Funções da Documentação
- Registro Fidedigno: O prontuário médico serve como registro das condições de saúde do paciente, dos procedimentos realizados, e das orientações fornecidas. Ele deve ser claro e completo, abrangendo desde a anamnese até a alta médica.
- Prova em Juízo: Em processos judiciais, a documentação médica pode ser a principal prova de que o médico agiu de acordo com os padrões técnicos e éticos exigidos pela profissão. A ausência ou inadequação dessa documentação pode prejudicar gravemente a defesa do médico.
- Comunicação: O prontuário também serve como ferramenta de comunicação entre os profissionais de saúde que participam do cuidado do paciente, garantindo a continuidade e a consistência do tratamento.
Estratégias de Defesa em Casos de Evento Adverso
Quando um médico é acusado de evento adverso, a defesa deve ser estruturada com base em uma análise detalhada do caso, considerando a documentação existente, os depoimentos de testemunhas, e as normas técnicas aplicáveis. A seguir, algumas estratégias comuns de defesa:
1. Demonstrar Ausência de Culpa
A defesa pode argumentar que o dano sofrido pelo paciente não foi causado por culpa do médico, mas por fatores externos ou imprevisíveis, como reações adversas incomuns a medicamentos ou a própria condição de saúde do paciente. Para isso, é essencial contar com laudos periciais que sustentem a tese.

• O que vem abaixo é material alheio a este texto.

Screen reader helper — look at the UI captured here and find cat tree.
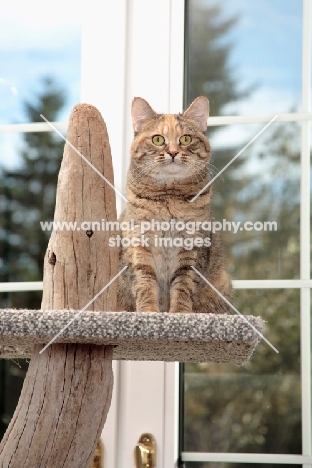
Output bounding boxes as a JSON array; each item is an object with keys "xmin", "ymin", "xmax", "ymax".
[{"xmin": 0, "ymin": 104, "xmax": 263, "ymax": 468}]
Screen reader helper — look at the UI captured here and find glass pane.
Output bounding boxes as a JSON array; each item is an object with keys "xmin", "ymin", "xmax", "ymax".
[
  {"xmin": 0, "ymin": 128, "xmax": 64, "ymax": 282},
  {"xmin": 0, "ymin": 291, "xmax": 42, "ymax": 310},
  {"xmin": 208, "ymin": 122, "xmax": 301, "ymax": 279},
  {"xmin": 184, "ymin": 462, "xmax": 302, "ymax": 468},
  {"xmin": 182, "ymin": 290, "xmax": 301, "ymax": 454},
  {"xmin": 0, "ymin": 0, "xmax": 81, "ymax": 124},
  {"xmin": 186, "ymin": 0, "xmax": 302, "ymax": 116}
]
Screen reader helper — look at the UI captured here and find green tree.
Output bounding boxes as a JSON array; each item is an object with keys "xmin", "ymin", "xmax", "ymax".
[
  {"xmin": 0, "ymin": 78, "xmax": 65, "ymax": 440},
  {"xmin": 182, "ymin": 1, "xmax": 301, "ymax": 468},
  {"xmin": 0, "ymin": 78, "xmax": 65, "ymax": 308}
]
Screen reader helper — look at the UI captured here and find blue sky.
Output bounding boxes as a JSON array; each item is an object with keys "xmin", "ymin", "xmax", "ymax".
[{"xmin": 0, "ymin": 0, "xmax": 308, "ymax": 163}]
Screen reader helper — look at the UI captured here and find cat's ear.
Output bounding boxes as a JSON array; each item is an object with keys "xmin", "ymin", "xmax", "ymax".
[
  {"xmin": 131, "ymin": 98, "xmax": 157, "ymax": 133},
  {"xmin": 183, "ymin": 96, "xmax": 209, "ymax": 132}
]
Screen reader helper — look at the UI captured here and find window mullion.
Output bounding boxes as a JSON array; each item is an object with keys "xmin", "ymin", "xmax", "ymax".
[{"xmin": 300, "ymin": 0, "xmax": 312, "ymax": 462}]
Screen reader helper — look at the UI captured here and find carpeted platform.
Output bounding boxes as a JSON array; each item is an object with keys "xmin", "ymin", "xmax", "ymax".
[{"xmin": 0, "ymin": 309, "xmax": 264, "ymax": 365}]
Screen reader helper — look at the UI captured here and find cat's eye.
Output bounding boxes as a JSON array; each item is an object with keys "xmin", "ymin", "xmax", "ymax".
[
  {"xmin": 179, "ymin": 135, "xmax": 192, "ymax": 146},
  {"xmin": 152, "ymin": 135, "xmax": 165, "ymax": 146}
]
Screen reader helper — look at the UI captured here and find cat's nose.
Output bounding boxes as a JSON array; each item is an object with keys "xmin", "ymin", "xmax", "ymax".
[{"xmin": 167, "ymin": 151, "xmax": 179, "ymax": 159}]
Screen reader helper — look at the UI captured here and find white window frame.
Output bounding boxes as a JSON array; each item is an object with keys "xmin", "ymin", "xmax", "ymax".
[{"xmin": 0, "ymin": 0, "xmax": 312, "ymax": 468}]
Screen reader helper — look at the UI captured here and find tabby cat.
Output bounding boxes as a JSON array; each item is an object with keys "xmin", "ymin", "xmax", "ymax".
[{"xmin": 118, "ymin": 96, "xmax": 232, "ymax": 313}]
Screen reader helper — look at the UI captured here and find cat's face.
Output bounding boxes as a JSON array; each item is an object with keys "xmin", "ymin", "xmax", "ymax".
[{"xmin": 131, "ymin": 96, "xmax": 210, "ymax": 183}]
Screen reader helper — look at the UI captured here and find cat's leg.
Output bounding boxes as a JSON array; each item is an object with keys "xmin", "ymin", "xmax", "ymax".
[
  {"xmin": 169, "ymin": 251, "xmax": 195, "ymax": 313},
  {"xmin": 132, "ymin": 246, "xmax": 159, "ymax": 312}
]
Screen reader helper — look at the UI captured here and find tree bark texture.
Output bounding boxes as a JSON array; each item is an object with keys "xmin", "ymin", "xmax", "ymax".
[{"xmin": 0, "ymin": 104, "xmax": 118, "ymax": 468}]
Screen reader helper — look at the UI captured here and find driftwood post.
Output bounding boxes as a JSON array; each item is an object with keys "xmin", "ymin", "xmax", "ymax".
[{"xmin": 0, "ymin": 104, "xmax": 118, "ymax": 468}]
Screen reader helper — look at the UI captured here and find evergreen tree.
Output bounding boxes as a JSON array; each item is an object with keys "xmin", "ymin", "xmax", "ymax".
[
  {"xmin": 184, "ymin": 0, "xmax": 301, "ymax": 468},
  {"xmin": 0, "ymin": 78, "xmax": 65, "ymax": 440},
  {"xmin": 0, "ymin": 78, "xmax": 65, "ymax": 309}
]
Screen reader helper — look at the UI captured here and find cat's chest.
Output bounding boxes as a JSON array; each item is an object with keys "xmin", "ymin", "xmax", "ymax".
[{"xmin": 151, "ymin": 241, "xmax": 180, "ymax": 285}]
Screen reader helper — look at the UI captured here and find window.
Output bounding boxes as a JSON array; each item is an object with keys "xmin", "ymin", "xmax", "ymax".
[{"xmin": 0, "ymin": 0, "xmax": 81, "ymax": 439}]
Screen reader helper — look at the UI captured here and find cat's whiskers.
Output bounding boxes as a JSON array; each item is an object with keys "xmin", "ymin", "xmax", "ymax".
[{"xmin": 188, "ymin": 160, "xmax": 208, "ymax": 181}]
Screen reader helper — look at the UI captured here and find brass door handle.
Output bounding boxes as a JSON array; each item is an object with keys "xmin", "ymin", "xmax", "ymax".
[{"xmin": 134, "ymin": 433, "xmax": 156, "ymax": 468}]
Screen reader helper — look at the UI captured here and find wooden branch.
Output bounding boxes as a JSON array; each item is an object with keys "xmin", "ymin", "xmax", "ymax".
[{"xmin": 0, "ymin": 104, "xmax": 118, "ymax": 468}]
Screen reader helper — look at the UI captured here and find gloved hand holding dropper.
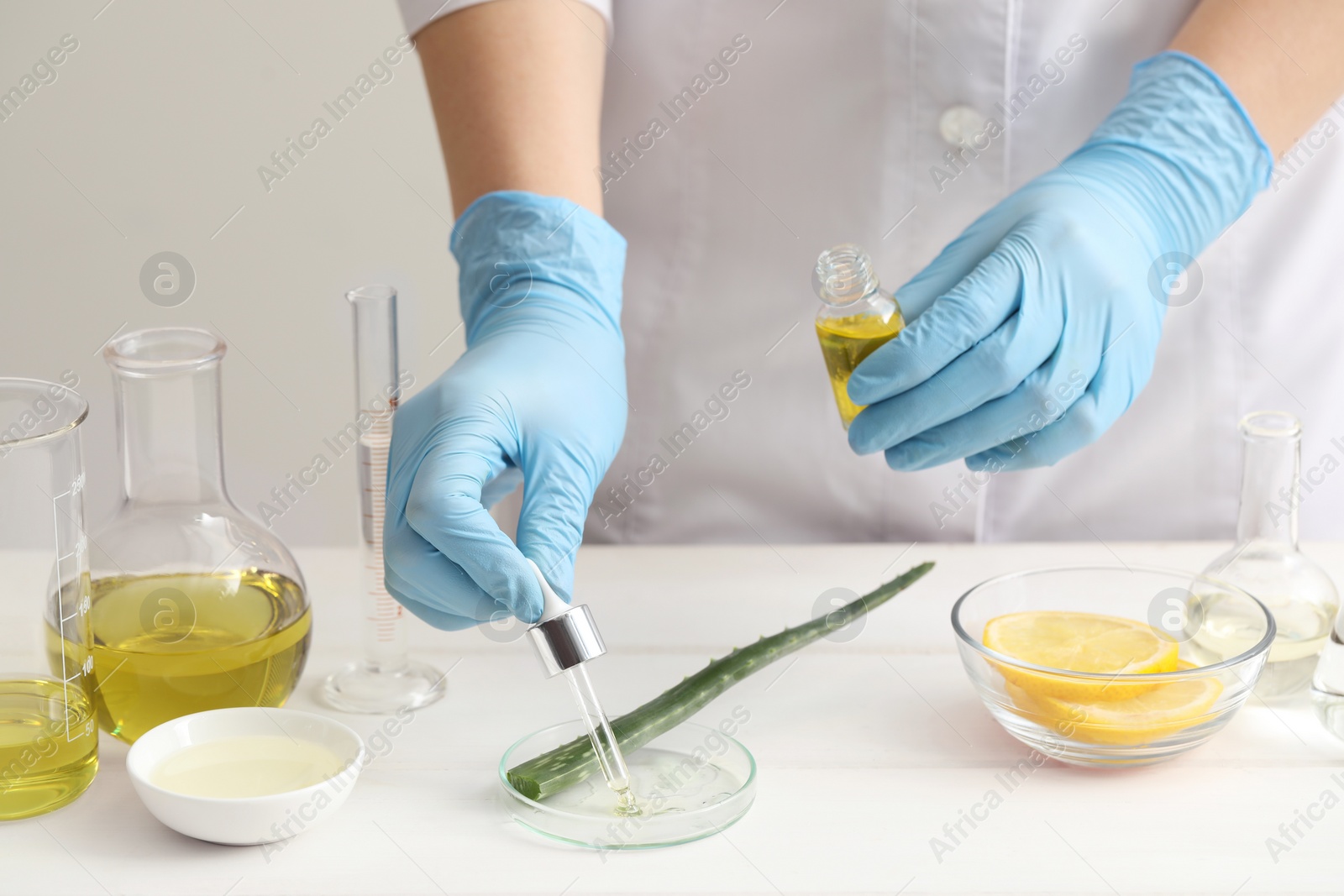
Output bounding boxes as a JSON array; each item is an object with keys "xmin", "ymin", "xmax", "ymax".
[{"xmin": 385, "ymin": 192, "xmax": 627, "ymax": 629}]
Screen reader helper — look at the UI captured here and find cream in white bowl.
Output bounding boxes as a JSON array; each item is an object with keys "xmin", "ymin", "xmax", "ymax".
[{"xmin": 126, "ymin": 706, "xmax": 368, "ymax": 845}]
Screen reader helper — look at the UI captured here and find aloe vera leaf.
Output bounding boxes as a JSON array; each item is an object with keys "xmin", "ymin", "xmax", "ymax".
[{"xmin": 508, "ymin": 563, "xmax": 932, "ymax": 799}]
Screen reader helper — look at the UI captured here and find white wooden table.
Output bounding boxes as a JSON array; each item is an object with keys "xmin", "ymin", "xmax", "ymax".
[{"xmin": 0, "ymin": 542, "xmax": 1344, "ymax": 896}]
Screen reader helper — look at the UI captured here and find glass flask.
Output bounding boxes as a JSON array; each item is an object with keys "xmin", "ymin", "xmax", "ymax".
[
  {"xmin": 1205, "ymin": 411, "xmax": 1339, "ymax": 700},
  {"xmin": 811, "ymin": 244, "xmax": 906, "ymax": 430},
  {"xmin": 90, "ymin": 327, "xmax": 312, "ymax": 743},
  {"xmin": 0, "ymin": 379, "xmax": 98, "ymax": 820}
]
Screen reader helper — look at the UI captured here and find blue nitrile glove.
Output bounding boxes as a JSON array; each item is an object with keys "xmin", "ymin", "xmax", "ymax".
[
  {"xmin": 383, "ymin": 191, "xmax": 627, "ymax": 629},
  {"xmin": 849, "ymin": 52, "xmax": 1273, "ymax": 471}
]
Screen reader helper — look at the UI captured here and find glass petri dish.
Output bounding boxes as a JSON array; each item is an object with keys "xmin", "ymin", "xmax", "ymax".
[{"xmin": 499, "ymin": 719, "xmax": 755, "ymax": 849}]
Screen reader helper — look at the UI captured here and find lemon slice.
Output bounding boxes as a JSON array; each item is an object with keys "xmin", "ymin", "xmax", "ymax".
[
  {"xmin": 1008, "ymin": 676, "xmax": 1223, "ymax": 746},
  {"xmin": 984, "ymin": 610, "xmax": 1179, "ymax": 703}
]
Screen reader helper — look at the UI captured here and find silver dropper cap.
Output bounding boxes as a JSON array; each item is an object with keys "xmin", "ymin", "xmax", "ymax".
[{"xmin": 527, "ymin": 560, "xmax": 606, "ymax": 677}]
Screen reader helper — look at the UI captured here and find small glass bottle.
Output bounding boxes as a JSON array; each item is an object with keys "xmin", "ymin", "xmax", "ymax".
[
  {"xmin": 90, "ymin": 327, "xmax": 312, "ymax": 743},
  {"xmin": 811, "ymin": 244, "xmax": 906, "ymax": 430},
  {"xmin": 1205, "ymin": 411, "xmax": 1339, "ymax": 700}
]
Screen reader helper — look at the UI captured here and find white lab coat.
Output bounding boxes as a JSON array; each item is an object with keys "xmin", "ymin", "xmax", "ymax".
[{"xmin": 405, "ymin": 0, "xmax": 1344, "ymax": 544}]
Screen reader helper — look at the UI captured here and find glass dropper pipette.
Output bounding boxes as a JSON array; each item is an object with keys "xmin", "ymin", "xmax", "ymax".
[
  {"xmin": 323, "ymin": 285, "xmax": 448, "ymax": 713},
  {"xmin": 527, "ymin": 560, "xmax": 640, "ymax": 815}
]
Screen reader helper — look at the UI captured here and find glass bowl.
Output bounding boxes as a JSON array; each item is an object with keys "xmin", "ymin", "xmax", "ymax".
[
  {"xmin": 499, "ymin": 720, "xmax": 755, "ymax": 849},
  {"xmin": 952, "ymin": 567, "xmax": 1274, "ymax": 766}
]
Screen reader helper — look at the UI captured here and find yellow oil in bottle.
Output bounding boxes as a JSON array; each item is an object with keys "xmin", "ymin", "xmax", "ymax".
[
  {"xmin": 47, "ymin": 569, "xmax": 312, "ymax": 743},
  {"xmin": 0, "ymin": 679, "xmax": 98, "ymax": 820},
  {"xmin": 817, "ymin": 312, "xmax": 906, "ymax": 428}
]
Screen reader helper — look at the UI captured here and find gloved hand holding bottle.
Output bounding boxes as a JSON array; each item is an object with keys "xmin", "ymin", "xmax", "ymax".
[
  {"xmin": 385, "ymin": 191, "xmax": 627, "ymax": 629},
  {"xmin": 849, "ymin": 52, "xmax": 1273, "ymax": 471}
]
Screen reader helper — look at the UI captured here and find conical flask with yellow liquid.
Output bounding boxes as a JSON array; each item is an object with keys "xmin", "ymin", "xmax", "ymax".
[{"xmin": 811, "ymin": 244, "xmax": 906, "ymax": 430}]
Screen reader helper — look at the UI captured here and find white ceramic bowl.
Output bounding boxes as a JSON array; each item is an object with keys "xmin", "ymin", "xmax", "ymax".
[{"xmin": 126, "ymin": 706, "xmax": 368, "ymax": 846}]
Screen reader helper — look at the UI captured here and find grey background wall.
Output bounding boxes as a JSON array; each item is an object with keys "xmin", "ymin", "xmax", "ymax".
[{"xmin": 0, "ymin": 0, "xmax": 462, "ymax": 544}]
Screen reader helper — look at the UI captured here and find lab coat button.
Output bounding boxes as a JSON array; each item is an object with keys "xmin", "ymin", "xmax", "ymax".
[{"xmin": 938, "ymin": 106, "xmax": 985, "ymax": 146}]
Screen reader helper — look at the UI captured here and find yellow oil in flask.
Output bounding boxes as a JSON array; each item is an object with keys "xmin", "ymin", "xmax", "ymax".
[{"xmin": 47, "ymin": 569, "xmax": 312, "ymax": 743}]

2. Contestação do Nexo de Causalidade
Outra estratégia é contestar o nexo de causalidade entre a ação do médico e o dano sofrido pelo paciente. Isso significa provar que o dano não foi resultado direto da conduta do médico, mas de uma condição preexistente ou de uma intervenção de outro profissional.
3. Evento adverso como Risco Inerente
Algumas intervenções médicas envolvem riscos que são comunicados ao paciente antes do procedimento. A defesa pode argumentar que o paciente foi devidamente informado sobre esses riscos e consentiu com o procedimento, eximindo o médico de responsabilidade em caso de resultados adversos que são considerados riscos inerentes.
4. Uso de Laudos Técnicos e Testemunhas Especializadas
A defesa deve buscar a produção de provas periciais que possam esclarecer os aspectos técnicos do caso, demonstrando que o médico agiu de acordo com as melhores práticas reconhecidas pela ciência médica. Testemunhas especializadas também podem ser fundamentais para respaldar a atuação do médico.
5. Negociação e Acordos
Em alguns casos, pode ser vantajoso buscar uma solução negociada, evitando a exposição prolongada e os custos de um processo judicial. A conciliação pode ser uma alternativa viável, especialmente em situações onde o evento é reconhecido e o foco é na reparação do dano.
Considerações Finais
A prática médica é cercada por desafios e riscos, o que torna inevitável a ocorrência de situações que podem ser interpretadas como evento adverso. Entender a definição legal do evento, a responsabilidade civil dos profissionais de saúde, a importância da documentação médica e as estratégias de defesa é essencial para qualquer advogado que atue na área de direito médico. A proteção dos direitos dos médicos passa pela construção de uma defesa técnica, bem fundamentada e suportada por evidências que demonstrem o cumprimento dos deveres profissionais e éticos.